Most years I've settled for some polyester monstrosity adorned with twee kittens or whatever I can find at Sears.ca, but this year I decided to break with tradition. I decided to buy blankets that would last more than a single season, and aren't made from recycled pop bottles and cost more than $20.

Last week we took delivery of our custom-ordered blankets from MacAusland's Woolen Mills in PEI. They are lovely. I'm not very fluent in the secret language of wool blankets (twill? felted? napped?), I just know these are not as heavy, nor as itchy as our Hudson Bay blanket, but they are just as warm.

Here's the forest green one selected by our 8 yo:


6 yo chose a purple one:


Finally. A purple blanket. He's been asking for purple bedding (because evidently the garish orange on the walls weren't stimulating enough) for years. But do you have any idea how hard it is to find purple bedding that is not trimmed with pink, adorned with unicorns or festooned with Hannah Montana's face? Answer: damn frikkin' hard.

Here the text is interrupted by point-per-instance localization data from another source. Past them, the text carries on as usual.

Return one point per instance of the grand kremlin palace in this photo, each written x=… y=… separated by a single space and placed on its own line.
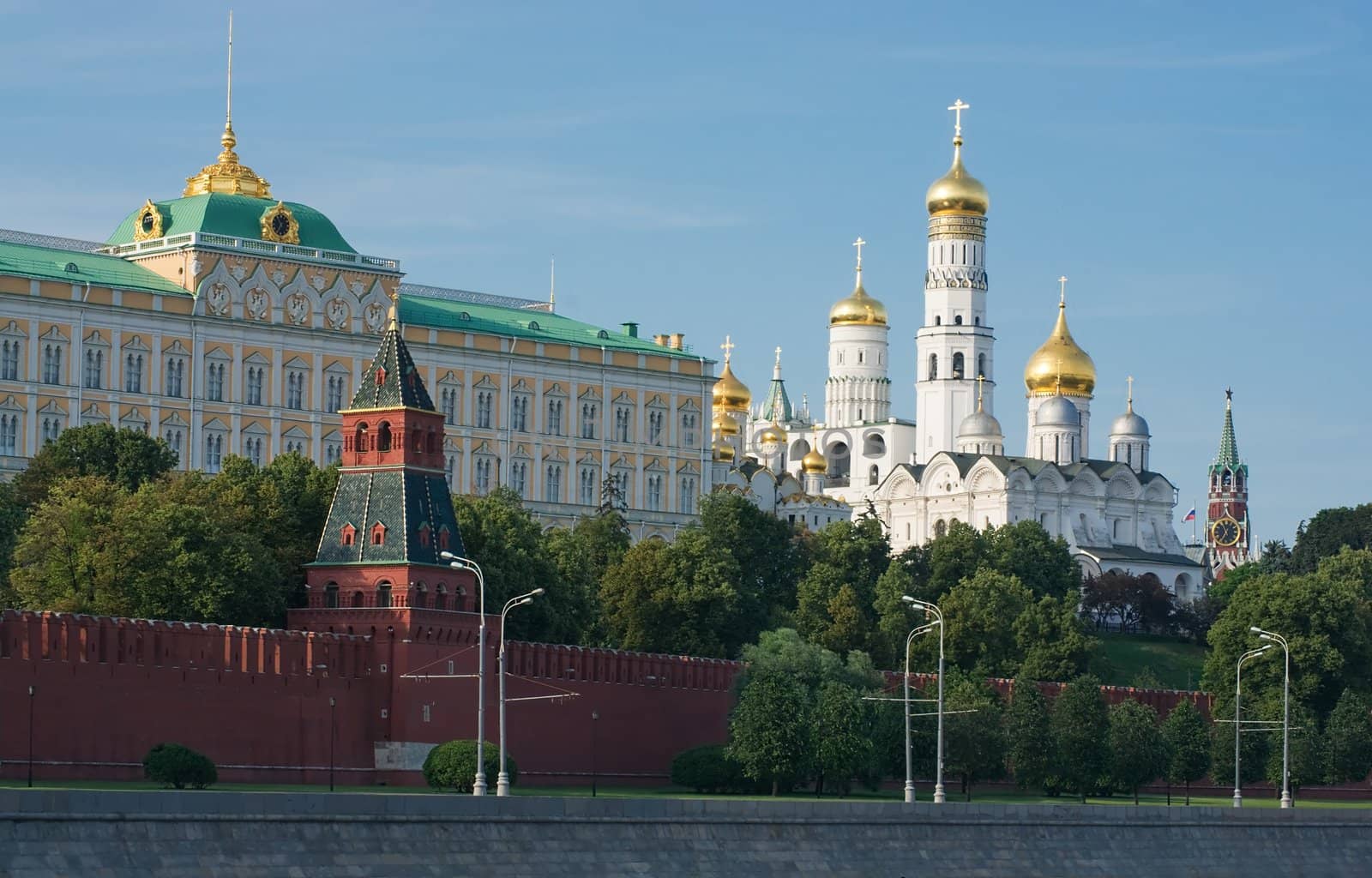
x=226 y=322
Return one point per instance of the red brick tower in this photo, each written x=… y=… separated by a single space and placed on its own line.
x=391 y=514
x=1227 y=512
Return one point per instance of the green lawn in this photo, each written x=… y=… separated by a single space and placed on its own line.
x=1175 y=663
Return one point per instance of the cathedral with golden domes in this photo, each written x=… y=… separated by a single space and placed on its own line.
x=951 y=464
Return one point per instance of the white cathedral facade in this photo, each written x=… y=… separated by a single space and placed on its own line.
x=951 y=464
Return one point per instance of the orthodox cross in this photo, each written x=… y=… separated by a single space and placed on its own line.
x=957 y=114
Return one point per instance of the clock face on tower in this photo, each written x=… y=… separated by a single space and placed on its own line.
x=1225 y=532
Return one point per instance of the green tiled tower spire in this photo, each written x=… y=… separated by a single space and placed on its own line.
x=1228 y=457
x=391 y=511
x=777 y=405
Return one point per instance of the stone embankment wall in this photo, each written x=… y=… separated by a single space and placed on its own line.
x=171 y=834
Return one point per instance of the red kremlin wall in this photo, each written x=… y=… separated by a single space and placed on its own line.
x=257 y=701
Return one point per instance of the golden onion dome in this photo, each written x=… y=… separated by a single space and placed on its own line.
x=1061 y=358
x=722 y=452
x=773 y=434
x=858 y=308
x=729 y=391
x=957 y=192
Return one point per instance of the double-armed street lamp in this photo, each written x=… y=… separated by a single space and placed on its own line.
x=1286 y=713
x=466 y=564
x=502 y=779
x=930 y=610
x=1238 y=688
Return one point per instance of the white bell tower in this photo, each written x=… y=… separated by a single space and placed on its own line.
x=955 y=343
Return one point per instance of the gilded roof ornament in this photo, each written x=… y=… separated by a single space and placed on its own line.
x=226 y=175
x=858 y=308
x=1061 y=365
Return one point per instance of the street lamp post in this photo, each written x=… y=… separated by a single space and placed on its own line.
x=333 y=737
x=466 y=564
x=1238 y=688
x=502 y=779
x=33 y=690
x=937 y=614
x=1286 y=713
x=594 y=724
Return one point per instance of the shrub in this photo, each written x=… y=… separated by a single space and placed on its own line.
x=176 y=766
x=452 y=766
x=710 y=770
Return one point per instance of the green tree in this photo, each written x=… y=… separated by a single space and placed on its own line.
x=583 y=553
x=1308 y=759
x=1029 y=736
x=894 y=619
x=70 y=555
x=672 y=597
x=1081 y=736
x=770 y=729
x=1349 y=733
x=11 y=523
x=954 y=557
x=1138 y=752
x=1324 y=616
x=1042 y=562
x=1187 y=738
x=843 y=736
x=980 y=616
x=501 y=535
x=974 y=743
x=127 y=457
x=767 y=553
x=1053 y=640
x=1328 y=532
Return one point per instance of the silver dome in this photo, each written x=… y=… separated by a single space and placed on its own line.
x=1129 y=424
x=1056 y=412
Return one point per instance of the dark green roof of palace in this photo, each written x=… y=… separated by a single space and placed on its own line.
x=523 y=324
x=235 y=216
x=391 y=379
x=73 y=267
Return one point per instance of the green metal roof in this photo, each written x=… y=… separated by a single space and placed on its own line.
x=523 y=324
x=235 y=216
x=99 y=269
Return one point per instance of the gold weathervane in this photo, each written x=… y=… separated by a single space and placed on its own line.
x=226 y=176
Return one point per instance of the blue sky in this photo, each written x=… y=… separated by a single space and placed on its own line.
x=1198 y=171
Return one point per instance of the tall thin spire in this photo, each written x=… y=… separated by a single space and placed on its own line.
x=1228 y=457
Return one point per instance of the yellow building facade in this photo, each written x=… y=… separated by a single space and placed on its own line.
x=226 y=322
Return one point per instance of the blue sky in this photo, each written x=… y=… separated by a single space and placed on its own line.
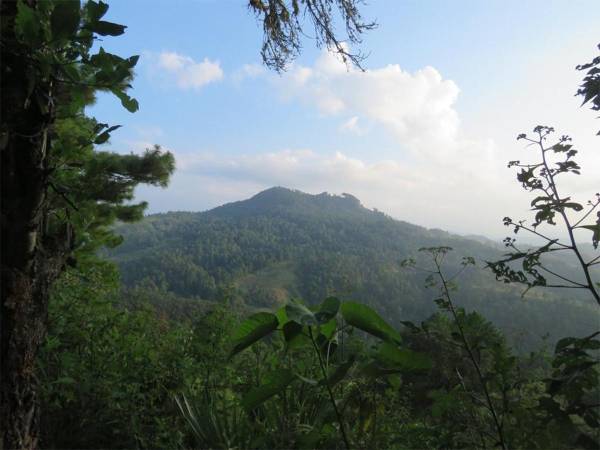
x=423 y=134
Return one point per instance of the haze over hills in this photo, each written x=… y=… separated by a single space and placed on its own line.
x=283 y=243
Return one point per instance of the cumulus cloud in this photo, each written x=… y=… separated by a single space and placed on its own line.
x=248 y=71
x=428 y=194
x=185 y=71
x=417 y=108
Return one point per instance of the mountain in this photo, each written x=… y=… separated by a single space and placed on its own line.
x=283 y=243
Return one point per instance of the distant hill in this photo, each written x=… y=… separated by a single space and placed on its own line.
x=283 y=243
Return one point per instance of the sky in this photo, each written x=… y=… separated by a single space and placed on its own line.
x=423 y=134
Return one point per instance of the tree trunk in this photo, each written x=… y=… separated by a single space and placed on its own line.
x=30 y=259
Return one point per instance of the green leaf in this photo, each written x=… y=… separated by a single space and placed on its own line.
x=328 y=310
x=107 y=28
x=71 y=72
x=103 y=137
x=64 y=20
x=328 y=329
x=393 y=357
x=130 y=104
x=253 y=329
x=340 y=372
x=277 y=383
x=95 y=10
x=27 y=25
x=367 y=320
x=297 y=312
x=595 y=229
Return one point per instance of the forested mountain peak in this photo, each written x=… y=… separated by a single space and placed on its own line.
x=283 y=243
x=281 y=200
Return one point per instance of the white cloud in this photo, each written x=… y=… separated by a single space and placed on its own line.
x=248 y=71
x=417 y=108
x=427 y=193
x=187 y=73
x=351 y=126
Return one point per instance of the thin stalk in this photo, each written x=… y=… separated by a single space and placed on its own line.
x=465 y=341
x=561 y=211
x=329 y=391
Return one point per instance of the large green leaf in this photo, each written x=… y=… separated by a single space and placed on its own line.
x=297 y=312
x=340 y=372
x=367 y=320
x=253 y=329
x=328 y=329
x=393 y=357
x=130 y=104
x=277 y=382
x=104 y=28
x=64 y=20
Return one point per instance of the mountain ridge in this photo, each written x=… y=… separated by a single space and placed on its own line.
x=283 y=243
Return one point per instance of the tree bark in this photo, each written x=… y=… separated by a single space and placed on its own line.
x=30 y=259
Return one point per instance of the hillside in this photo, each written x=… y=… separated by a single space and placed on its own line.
x=283 y=243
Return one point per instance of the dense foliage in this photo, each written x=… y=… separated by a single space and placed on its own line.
x=125 y=377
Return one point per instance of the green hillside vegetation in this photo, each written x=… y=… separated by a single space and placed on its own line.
x=283 y=244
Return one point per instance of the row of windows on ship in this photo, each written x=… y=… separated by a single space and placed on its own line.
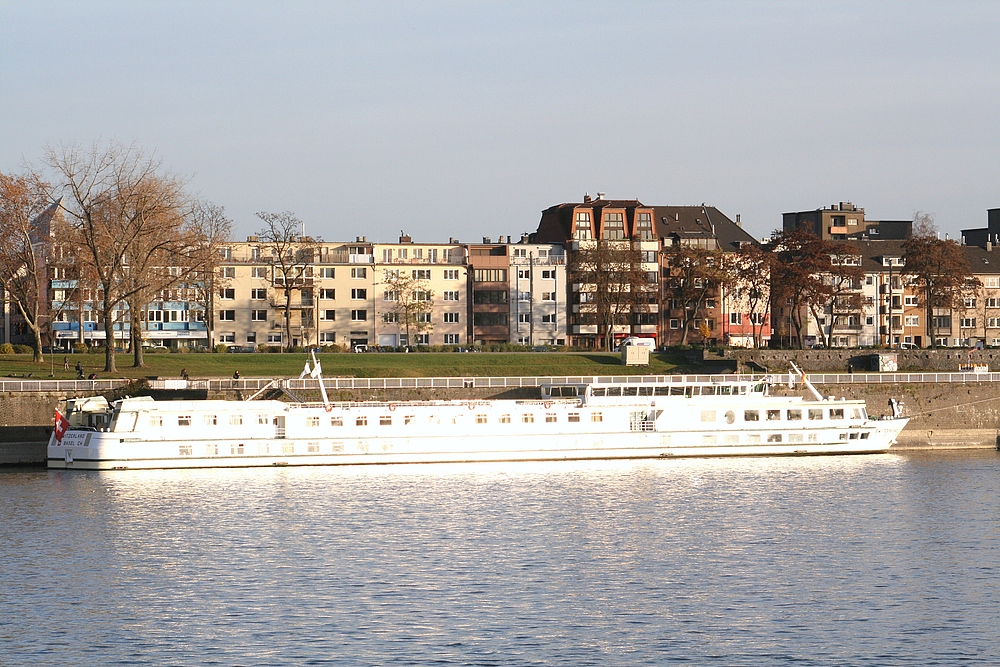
x=730 y=417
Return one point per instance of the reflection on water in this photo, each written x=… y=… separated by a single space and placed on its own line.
x=827 y=560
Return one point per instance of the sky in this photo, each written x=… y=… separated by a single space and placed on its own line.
x=467 y=119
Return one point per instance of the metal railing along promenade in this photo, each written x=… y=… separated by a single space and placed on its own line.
x=82 y=387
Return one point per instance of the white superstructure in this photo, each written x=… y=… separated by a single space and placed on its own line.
x=638 y=419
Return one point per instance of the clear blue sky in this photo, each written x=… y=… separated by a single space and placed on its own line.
x=466 y=119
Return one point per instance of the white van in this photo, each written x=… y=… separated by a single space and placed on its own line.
x=641 y=342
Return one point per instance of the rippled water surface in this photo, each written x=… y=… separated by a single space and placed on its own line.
x=865 y=560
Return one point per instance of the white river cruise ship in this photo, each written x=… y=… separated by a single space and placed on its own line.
x=660 y=418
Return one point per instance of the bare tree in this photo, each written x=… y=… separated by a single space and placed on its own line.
x=409 y=303
x=117 y=199
x=24 y=248
x=293 y=255
x=616 y=285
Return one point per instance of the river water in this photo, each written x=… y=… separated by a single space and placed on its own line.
x=859 y=560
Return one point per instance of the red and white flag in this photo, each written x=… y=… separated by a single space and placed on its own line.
x=62 y=425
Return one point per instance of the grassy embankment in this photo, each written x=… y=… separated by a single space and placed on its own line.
x=445 y=364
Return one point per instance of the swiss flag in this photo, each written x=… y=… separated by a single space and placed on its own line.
x=62 y=425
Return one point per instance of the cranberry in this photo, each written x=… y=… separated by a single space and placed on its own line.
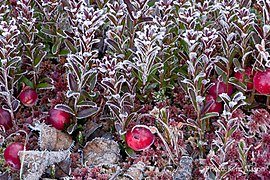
x=240 y=76
x=216 y=106
x=262 y=81
x=11 y=155
x=220 y=87
x=139 y=138
x=5 y=119
x=28 y=97
x=58 y=118
x=13 y=2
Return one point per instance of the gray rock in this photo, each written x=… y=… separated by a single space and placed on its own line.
x=101 y=151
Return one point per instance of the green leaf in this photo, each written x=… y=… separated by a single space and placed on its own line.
x=85 y=113
x=192 y=96
x=56 y=47
x=209 y=115
x=130 y=152
x=64 y=52
x=47 y=31
x=72 y=48
x=237 y=83
x=44 y=85
x=27 y=82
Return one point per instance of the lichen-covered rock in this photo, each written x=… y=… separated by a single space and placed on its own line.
x=52 y=139
x=101 y=151
x=135 y=172
x=36 y=162
x=183 y=172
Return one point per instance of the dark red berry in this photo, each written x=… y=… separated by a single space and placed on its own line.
x=13 y=2
x=261 y=81
x=246 y=75
x=216 y=106
x=28 y=97
x=5 y=119
x=11 y=155
x=220 y=87
x=58 y=118
x=139 y=138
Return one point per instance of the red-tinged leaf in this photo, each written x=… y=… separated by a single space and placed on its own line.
x=72 y=83
x=15 y=104
x=65 y=108
x=85 y=113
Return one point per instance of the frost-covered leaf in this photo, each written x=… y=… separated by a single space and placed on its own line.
x=64 y=107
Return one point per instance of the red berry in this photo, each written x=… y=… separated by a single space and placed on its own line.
x=5 y=119
x=139 y=138
x=216 y=106
x=11 y=155
x=28 y=97
x=262 y=81
x=220 y=87
x=240 y=76
x=58 y=118
x=13 y=2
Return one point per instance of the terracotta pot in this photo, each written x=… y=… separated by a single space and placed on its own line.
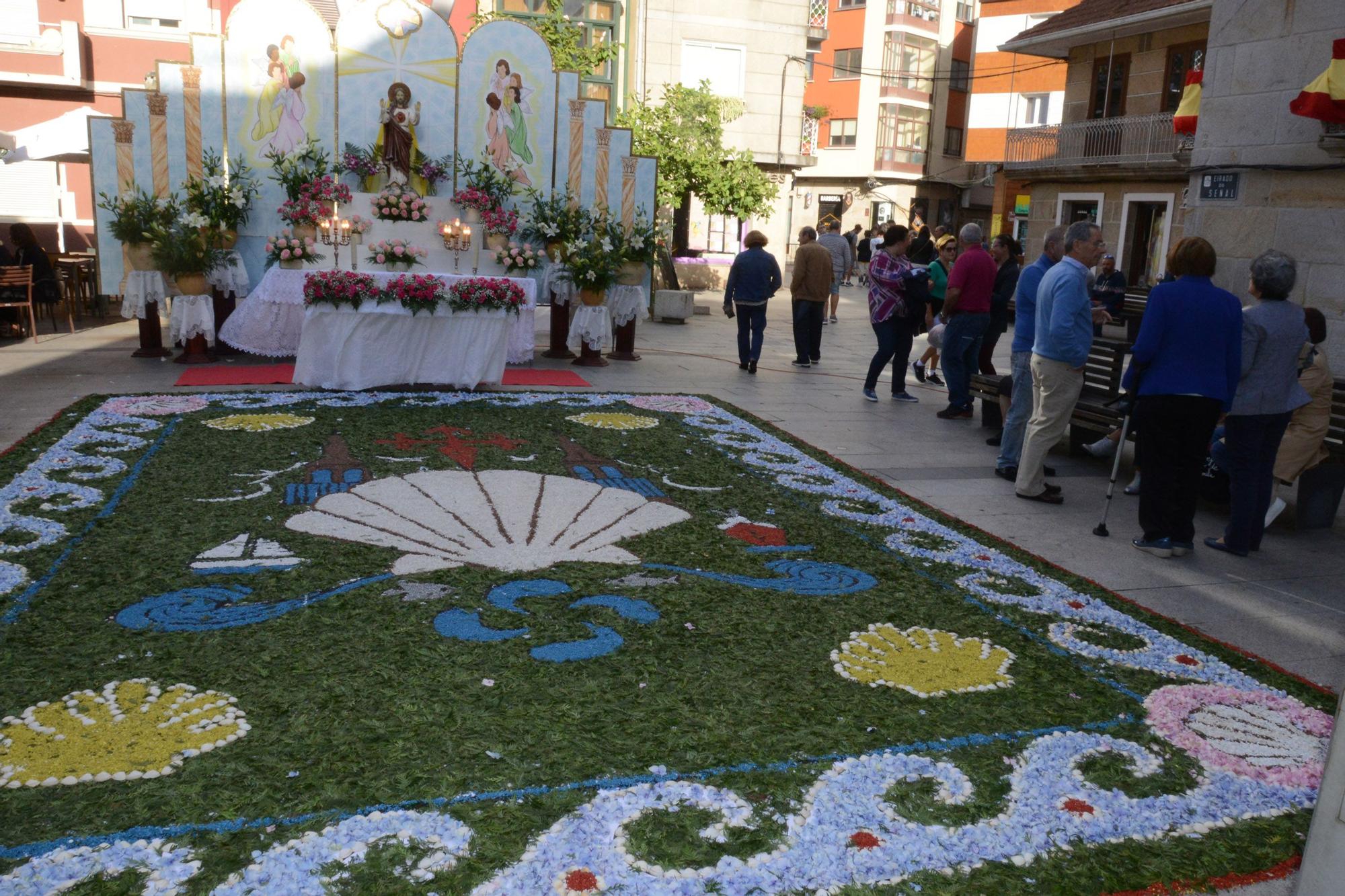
x=193 y=284
x=633 y=274
x=141 y=256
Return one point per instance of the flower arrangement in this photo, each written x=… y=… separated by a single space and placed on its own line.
x=501 y=221
x=223 y=197
x=287 y=247
x=391 y=206
x=135 y=214
x=517 y=259
x=418 y=292
x=340 y=288
x=486 y=294
x=396 y=252
x=299 y=213
x=293 y=170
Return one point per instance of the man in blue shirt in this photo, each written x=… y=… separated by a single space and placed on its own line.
x=1024 y=333
x=1059 y=353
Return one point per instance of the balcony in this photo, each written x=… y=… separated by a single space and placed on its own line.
x=1135 y=140
x=817 y=19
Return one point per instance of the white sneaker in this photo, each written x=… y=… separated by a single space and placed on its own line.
x=1102 y=448
x=1276 y=509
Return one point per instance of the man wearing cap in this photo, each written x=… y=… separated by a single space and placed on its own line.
x=1109 y=291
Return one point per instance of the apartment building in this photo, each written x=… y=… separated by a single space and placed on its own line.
x=1113 y=158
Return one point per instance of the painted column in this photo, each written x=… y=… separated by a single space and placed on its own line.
x=576 y=175
x=159 y=142
x=605 y=145
x=192 y=118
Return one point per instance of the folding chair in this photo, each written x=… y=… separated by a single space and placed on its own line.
x=17 y=280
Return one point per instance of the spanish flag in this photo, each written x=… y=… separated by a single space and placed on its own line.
x=1325 y=97
x=1188 y=111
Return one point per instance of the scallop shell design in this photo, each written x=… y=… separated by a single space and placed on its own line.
x=509 y=520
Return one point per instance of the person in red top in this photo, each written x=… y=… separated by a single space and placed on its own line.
x=966 y=311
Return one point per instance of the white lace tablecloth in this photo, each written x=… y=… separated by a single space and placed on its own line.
x=626 y=304
x=387 y=345
x=231 y=276
x=143 y=287
x=592 y=326
x=271 y=321
x=192 y=317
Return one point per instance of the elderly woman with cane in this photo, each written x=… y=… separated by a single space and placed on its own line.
x=1187 y=361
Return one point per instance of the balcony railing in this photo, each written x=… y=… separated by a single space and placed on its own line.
x=1102 y=142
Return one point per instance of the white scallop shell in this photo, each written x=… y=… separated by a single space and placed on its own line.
x=510 y=520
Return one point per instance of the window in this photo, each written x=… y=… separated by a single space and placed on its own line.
x=843 y=132
x=1182 y=58
x=953 y=142
x=903 y=136
x=960 y=76
x=909 y=61
x=1036 y=108
x=848 y=65
x=1109 y=95
x=601 y=21
x=720 y=64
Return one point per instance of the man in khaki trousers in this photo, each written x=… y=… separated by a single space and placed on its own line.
x=1066 y=319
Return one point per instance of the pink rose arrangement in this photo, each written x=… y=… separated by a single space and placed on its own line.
x=517 y=257
x=287 y=247
x=418 y=292
x=396 y=252
x=501 y=221
x=391 y=206
x=486 y=294
x=340 y=288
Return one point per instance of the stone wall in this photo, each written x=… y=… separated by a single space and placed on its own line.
x=1261 y=57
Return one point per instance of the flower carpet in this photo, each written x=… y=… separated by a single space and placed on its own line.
x=541 y=643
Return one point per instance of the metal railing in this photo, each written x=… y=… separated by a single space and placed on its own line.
x=1124 y=140
x=817 y=14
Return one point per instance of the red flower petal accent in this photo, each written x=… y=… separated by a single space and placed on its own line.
x=864 y=840
x=582 y=880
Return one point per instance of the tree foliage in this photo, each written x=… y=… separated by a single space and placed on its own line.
x=685 y=132
x=566 y=38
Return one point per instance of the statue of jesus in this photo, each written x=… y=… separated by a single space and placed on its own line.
x=397 y=136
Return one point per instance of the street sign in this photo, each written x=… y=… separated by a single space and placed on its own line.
x=1219 y=186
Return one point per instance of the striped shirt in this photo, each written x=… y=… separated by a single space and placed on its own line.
x=886 y=290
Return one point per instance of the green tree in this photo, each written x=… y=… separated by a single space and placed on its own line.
x=685 y=132
x=566 y=38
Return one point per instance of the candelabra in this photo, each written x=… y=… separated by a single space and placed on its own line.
x=336 y=232
x=458 y=240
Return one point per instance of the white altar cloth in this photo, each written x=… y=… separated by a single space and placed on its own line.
x=271 y=321
x=345 y=348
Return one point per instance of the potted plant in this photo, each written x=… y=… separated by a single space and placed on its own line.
x=396 y=255
x=592 y=266
x=223 y=197
x=518 y=259
x=291 y=251
x=135 y=217
x=558 y=221
x=184 y=252
x=486 y=294
x=500 y=225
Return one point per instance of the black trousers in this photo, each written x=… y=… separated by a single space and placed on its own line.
x=895 y=337
x=1178 y=431
x=808 y=330
x=1252 y=443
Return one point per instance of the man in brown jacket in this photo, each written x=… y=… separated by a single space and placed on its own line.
x=812 y=286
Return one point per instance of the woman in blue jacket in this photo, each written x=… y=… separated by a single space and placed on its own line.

When I called in the order, I impulsively ordered a lap blanket for myself:


Isn't she pretty? I call her Woolhelmina. She's soft. She's cosy. She's having an affair with my husband. Or at least that is what I deduce from the fact that he keeps falling asleep with her.

And so I have ordered another lap blanket it for him. He will be called Woolbur. He arrives next week.

(And yes, those are my feet peaking out from the end. Yes, I'm wearing Birkenstocks. No, I'm not a lesbian. Yes, they do feature heavily in my always classic impersonation of Natalie Merchant from 10,000 Maniacs).